Ann Pettifor, co-founder of the Jubilee 2000 campaign, hits the nail on the head in an interview with Salon when she says we should not use the language of “debt forgiveness”:
“I would not use the language of “debt forgiveness.” This phrase was strictly prohibited in Jubilee 2000, because it implied that the debtor was the “sinner” and needed “forgiveness.” Instead we argued that there is co-responsibility for the debt, and within that frame the more powerful creditor must take a greater share of responsibility for the losses associated with the debt. As things stand in the U.S., as far as I can see, Wall Street takes no responsibility for the vast debts it heaped on the shoulders of working Americans – debts vast as space.”
Read more at Salon…
Meanwhile, money managers are confessing loss, but not sin…
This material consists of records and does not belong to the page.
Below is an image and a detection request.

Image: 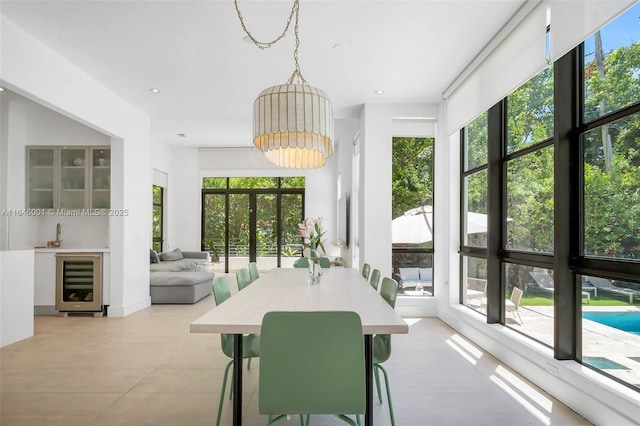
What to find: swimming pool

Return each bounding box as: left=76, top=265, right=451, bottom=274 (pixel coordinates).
left=582, top=312, right=640, bottom=336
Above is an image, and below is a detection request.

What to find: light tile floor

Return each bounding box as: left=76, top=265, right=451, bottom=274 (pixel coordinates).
left=0, top=297, right=589, bottom=426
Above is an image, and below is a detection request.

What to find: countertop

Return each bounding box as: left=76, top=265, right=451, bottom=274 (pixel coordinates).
left=33, top=247, right=110, bottom=253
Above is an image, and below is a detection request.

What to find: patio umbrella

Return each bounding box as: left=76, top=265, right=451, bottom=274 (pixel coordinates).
left=391, top=206, right=433, bottom=244
left=391, top=206, right=487, bottom=244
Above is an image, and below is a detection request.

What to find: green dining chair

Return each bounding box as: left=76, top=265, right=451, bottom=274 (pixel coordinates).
left=211, top=276, right=260, bottom=426
left=249, top=262, right=260, bottom=282
left=373, top=277, right=398, bottom=426
left=258, top=311, right=366, bottom=426
left=295, top=257, right=309, bottom=268
left=318, top=257, right=331, bottom=269
left=236, top=268, right=251, bottom=290
left=369, top=269, right=380, bottom=290
left=362, top=263, right=371, bottom=281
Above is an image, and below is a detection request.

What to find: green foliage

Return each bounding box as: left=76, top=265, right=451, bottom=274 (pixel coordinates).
left=202, top=177, right=304, bottom=257
left=391, top=137, right=434, bottom=218
left=583, top=43, right=640, bottom=259
left=585, top=43, right=640, bottom=121
left=463, top=111, right=489, bottom=171
left=507, top=66, right=554, bottom=153
left=507, top=147, right=554, bottom=253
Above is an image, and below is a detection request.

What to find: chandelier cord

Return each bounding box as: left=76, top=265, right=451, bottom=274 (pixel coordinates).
left=233, top=0, right=309, bottom=86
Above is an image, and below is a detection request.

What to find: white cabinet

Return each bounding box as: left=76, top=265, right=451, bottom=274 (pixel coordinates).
left=27, top=146, right=111, bottom=210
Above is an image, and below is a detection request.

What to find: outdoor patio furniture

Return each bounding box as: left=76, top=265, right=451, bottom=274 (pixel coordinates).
left=587, top=277, right=640, bottom=305
left=526, top=271, right=598, bottom=304
left=505, top=287, right=524, bottom=325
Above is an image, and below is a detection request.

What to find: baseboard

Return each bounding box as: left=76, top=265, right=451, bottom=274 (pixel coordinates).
left=33, top=305, right=58, bottom=316
left=107, top=296, right=151, bottom=318
left=396, top=295, right=438, bottom=318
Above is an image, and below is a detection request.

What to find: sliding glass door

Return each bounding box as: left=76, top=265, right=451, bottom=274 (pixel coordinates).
left=201, top=178, right=304, bottom=272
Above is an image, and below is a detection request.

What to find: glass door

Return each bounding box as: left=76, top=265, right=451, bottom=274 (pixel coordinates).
left=201, top=178, right=304, bottom=273
left=280, top=194, right=304, bottom=268
left=27, top=147, right=56, bottom=209
left=60, top=148, right=87, bottom=209
left=251, top=194, right=278, bottom=271
left=226, top=194, right=255, bottom=272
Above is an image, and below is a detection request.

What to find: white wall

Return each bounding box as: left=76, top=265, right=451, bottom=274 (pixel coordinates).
left=0, top=16, right=151, bottom=316
left=0, top=250, right=34, bottom=347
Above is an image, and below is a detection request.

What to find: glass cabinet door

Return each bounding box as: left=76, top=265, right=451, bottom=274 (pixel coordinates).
left=60, top=147, right=87, bottom=209
left=90, top=147, right=111, bottom=209
left=27, top=147, right=55, bottom=209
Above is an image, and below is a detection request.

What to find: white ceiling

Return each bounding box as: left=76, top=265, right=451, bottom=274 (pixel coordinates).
left=0, top=0, right=526, bottom=146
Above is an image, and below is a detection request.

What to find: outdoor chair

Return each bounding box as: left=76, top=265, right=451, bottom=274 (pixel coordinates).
left=369, top=269, right=380, bottom=290
left=505, top=287, right=524, bottom=325
left=293, top=257, right=309, bottom=268
left=249, top=262, right=260, bottom=282
left=587, top=277, right=640, bottom=305
left=318, top=257, right=331, bottom=269
left=362, top=263, right=371, bottom=281
left=236, top=268, right=251, bottom=290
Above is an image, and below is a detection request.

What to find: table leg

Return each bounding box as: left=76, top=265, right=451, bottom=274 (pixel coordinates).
left=233, top=334, right=242, bottom=426
left=364, top=334, right=373, bottom=426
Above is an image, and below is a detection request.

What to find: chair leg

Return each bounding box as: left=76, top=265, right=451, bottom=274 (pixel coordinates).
left=338, top=414, right=358, bottom=426
left=216, top=361, right=233, bottom=426
left=373, top=365, right=382, bottom=404
left=373, top=364, right=396, bottom=426
left=513, top=309, right=524, bottom=325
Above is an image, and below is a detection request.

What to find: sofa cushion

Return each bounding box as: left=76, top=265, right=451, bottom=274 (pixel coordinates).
left=160, top=249, right=184, bottom=262
left=398, top=268, right=420, bottom=281
left=419, top=268, right=433, bottom=281
left=149, top=272, right=215, bottom=287
left=149, top=259, right=196, bottom=272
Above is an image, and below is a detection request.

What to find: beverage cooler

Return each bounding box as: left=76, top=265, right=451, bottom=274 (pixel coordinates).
left=56, top=253, right=103, bottom=316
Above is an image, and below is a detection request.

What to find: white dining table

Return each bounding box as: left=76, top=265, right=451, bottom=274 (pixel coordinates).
left=190, top=267, right=409, bottom=426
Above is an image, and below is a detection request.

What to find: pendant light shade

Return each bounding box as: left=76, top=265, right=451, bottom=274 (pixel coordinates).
left=253, top=84, right=333, bottom=169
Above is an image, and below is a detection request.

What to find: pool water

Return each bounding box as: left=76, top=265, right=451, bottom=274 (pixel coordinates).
left=582, top=312, right=640, bottom=336
left=582, top=356, right=629, bottom=370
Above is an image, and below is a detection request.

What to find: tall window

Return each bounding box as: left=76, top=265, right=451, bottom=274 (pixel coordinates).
left=576, top=5, right=640, bottom=389
left=151, top=185, right=164, bottom=253
left=460, top=1, right=640, bottom=391
left=391, top=137, right=434, bottom=296
left=201, top=177, right=305, bottom=272
left=460, top=112, right=489, bottom=314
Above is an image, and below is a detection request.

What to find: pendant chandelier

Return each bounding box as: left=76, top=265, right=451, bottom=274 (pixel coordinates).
left=234, top=0, right=333, bottom=169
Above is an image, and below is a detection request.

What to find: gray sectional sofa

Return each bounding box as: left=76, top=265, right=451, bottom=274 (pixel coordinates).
left=149, top=249, right=214, bottom=304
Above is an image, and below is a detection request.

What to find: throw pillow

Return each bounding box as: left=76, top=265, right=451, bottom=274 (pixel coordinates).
left=420, top=268, right=433, bottom=281
left=398, top=268, right=420, bottom=281
left=151, top=249, right=160, bottom=263
left=160, top=249, right=184, bottom=261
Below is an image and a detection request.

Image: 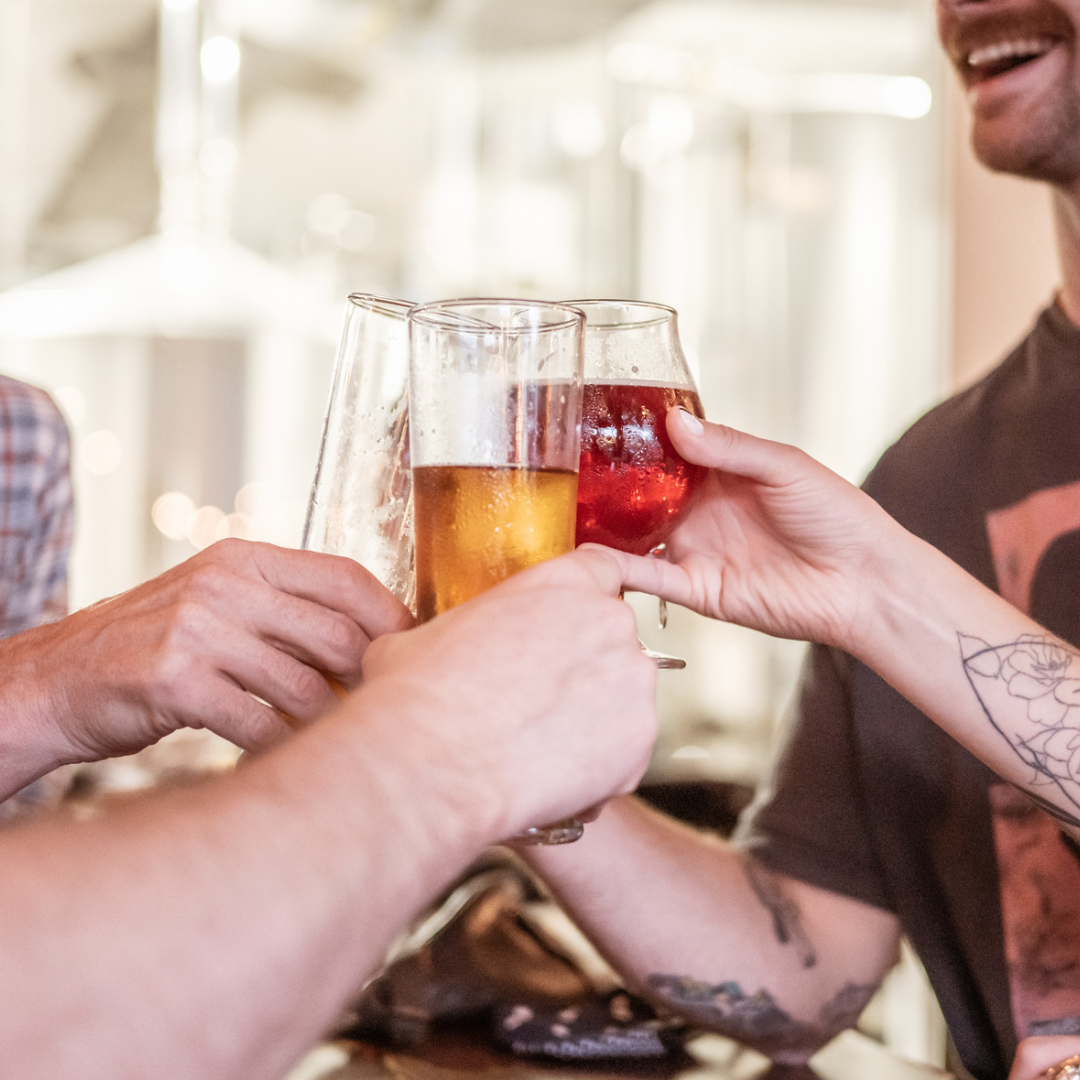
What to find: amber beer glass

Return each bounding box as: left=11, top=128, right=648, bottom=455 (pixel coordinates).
left=408, top=299, right=584, bottom=843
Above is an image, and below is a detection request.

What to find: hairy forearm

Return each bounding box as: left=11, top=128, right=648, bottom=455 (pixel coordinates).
left=0, top=682, right=482, bottom=1080
left=0, top=623, right=79, bottom=801
left=845, top=534, right=1080, bottom=836
left=518, top=799, right=896, bottom=1059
Yesterday, Matthew Goldstein and Jennifer Ablan at Reuters published an essay entitled “The Confession Season“. Confessions of huge losses are starting to come in from some of the biggest U.S. money managers. Apparently they made some wrong bets guessing which way things would go in the market casino. Besides sending out “sorry” letters to investors, many are also on the defensive against the Occupy Wall Street protesters, claiming that they are unfairly being vilified.
The article draws attention to John Paulson, “famous hedge fund manager” whose fund is down 47 percent this year:
Paulson’s confession, however, was overshadowed some by a somewhat defensive statement he issued after the conference call, in which he blasted the ongoing Occupy Wall Street protests…He said it’s wrong for anti-Wall Street protestors to vilify business and in particular, the “top 1 percent of New Yorkers” who pay over 40 percent of all income taxes. But Paulson made no mention of the roughly $5 billion personal payday he had in 2010.
The article goes on to say that its unlikely that the OWS demonstrations will elicit any confessions of wrongdoing from the money managers, who are loathe to take any responsibility for the financial crisis, or acknowledge that the debt burden crushing US citizens is unpayable.
Mention is made of some economists calling for jubilee. On this issue the bankers are silent.